Director Charles F Haas’s 1959 crime thriller The Big Operator [Anatomy of a Syndicate] stars Mickey Rooney as a union racketeer called Little Joe Braun, who sets off on the rampage when the US Senate starts investigating his affairs.
Steve Cochran plays the honest union member hero Bill Gibson, who threatens to testify to a Senate Committee that he saw the corrupt labour boss having an incriminating conversation with a criminal, which Braun denied on oath. Bill Gibson becomes a murder target and then retaliates when Braun (Rooney)’s henchmen abduct his son, and his buddy Fred McAfee (Mel Tormé) is torched.
Rooney, Cochran, Tormé, Ray Danton as Oscar ‘The Executioner’ Wetzel and Mamie Van Doren as Mary Gibson head a strong B-cast who do well and enjoy a finely written screenplay in this sturdily constructed remake of Paul Gallico’s Cosmopolitan Magazine story, filmed in 1942 as Joe Smith, American.
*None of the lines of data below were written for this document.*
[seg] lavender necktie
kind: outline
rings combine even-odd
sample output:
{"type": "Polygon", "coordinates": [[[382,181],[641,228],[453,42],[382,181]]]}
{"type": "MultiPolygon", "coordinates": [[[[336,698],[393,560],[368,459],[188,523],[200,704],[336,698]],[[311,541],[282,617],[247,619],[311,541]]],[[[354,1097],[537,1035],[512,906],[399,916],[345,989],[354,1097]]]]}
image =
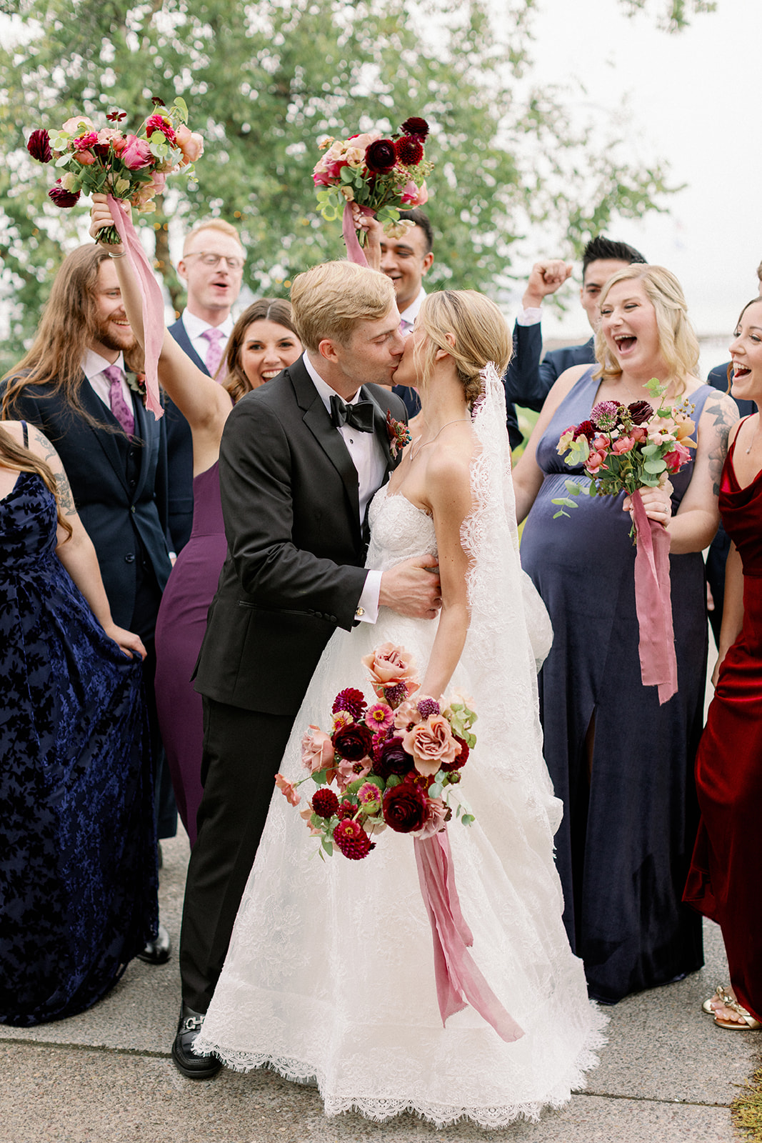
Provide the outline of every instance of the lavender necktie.
{"type": "Polygon", "coordinates": [[[204,365],[209,371],[210,377],[217,375],[217,369],[219,369],[219,362],[223,359],[223,347],[222,339],[225,336],[220,329],[204,329],[201,334],[202,337],[209,342],[209,349],[207,350],[207,357],[204,365]]]}
{"type": "Polygon", "coordinates": [[[103,370],[103,376],[107,377],[110,382],[109,403],[111,406],[111,411],[117,417],[127,435],[131,437],[135,430],[135,417],[133,416],[133,410],[129,408],[122,395],[122,377],[125,374],[118,365],[110,365],[107,369],[103,370]]]}

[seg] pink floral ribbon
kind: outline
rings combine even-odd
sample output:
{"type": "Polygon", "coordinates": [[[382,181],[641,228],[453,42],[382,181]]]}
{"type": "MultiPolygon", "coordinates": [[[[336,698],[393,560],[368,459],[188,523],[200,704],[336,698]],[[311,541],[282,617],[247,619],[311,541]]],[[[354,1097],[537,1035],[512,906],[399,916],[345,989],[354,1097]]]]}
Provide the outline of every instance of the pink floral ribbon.
{"type": "Polygon", "coordinates": [[[640,489],[632,496],[635,521],[635,608],[640,625],[640,673],[644,687],[658,686],[659,703],[677,689],[677,658],[669,592],[669,533],[645,514],[640,489]]]}
{"type": "Polygon", "coordinates": [[[161,343],[165,337],[165,299],[161,295],[159,282],[153,277],[153,271],[149,265],[141,240],[137,237],[131,218],[125,214],[121,202],[113,194],[106,198],[114,219],[114,226],[119,232],[122,246],[127,251],[133,270],[137,274],[143,298],[143,334],[145,337],[145,405],[157,421],[165,415],[159,400],[159,374],[158,363],[161,353],[161,343]]]}
{"type": "MultiPolygon", "coordinates": [[[[372,210],[369,211],[369,214],[372,214],[372,210]]],[[[354,215],[352,214],[352,205],[350,202],[346,202],[344,206],[344,214],[342,215],[342,233],[344,234],[346,256],[350,262],[356,262],[359,266],[367,266],[368,259],[364,256],[360,242],[358,241],[358,232],[354,229],[354,215]]]]}
{"type": "Polygon", "coordinates": [[[434,941],[436,998],[442,1024],[471,1005],[502,1040],[512,1044],[524,1034],[476,968],[467,946],[474,943],[463,919],[447,830],[430,838],[414,838],[420,893],[434,941]]]}

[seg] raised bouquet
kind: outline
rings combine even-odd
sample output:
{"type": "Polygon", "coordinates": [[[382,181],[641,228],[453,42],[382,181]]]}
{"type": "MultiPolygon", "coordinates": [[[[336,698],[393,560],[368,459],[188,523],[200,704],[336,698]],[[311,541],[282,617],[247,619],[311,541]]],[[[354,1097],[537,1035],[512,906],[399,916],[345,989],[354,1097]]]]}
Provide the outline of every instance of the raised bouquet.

Rooney really relishes his vicious bad guy role and regular film bad guy Cochran is also very effective cast against type in this commendably tough-nosed, tension-packed little gangster movie
Also in the cast are Jim Backus, Jackie Coogan, Charles Chaplin Jr, Ray Anthony, Ben Gage, Billy Daniels, Maila Nurmi [Vampira], Lawrence Dobkin, Leo Gordon, Jay North, Ziva Rodann, Don ‘Red’ Barry, Joey Forman, Hugh Sanders, Norman Grabowski, Larry Kent, Peter Leeds, Carey Loftin and Vido Musso.
The Big Operator [Anatomy of a Syndicate] is directed by Charles F Haas, runs 91 minutes, is made by Albert Zugsmith Productions and Fryman Enterprises, is released by MGM (1959) (US) (UK), is written by Robert Smith and Allen Rivkin, based on Paul Gallico’s story, is shot in Panavision and black and white by Walter H Castle, is produced by Albert Zugsmith and Red Doff, is scored by Van Alexander, with production designs by E Preston Ames and Hans Peters.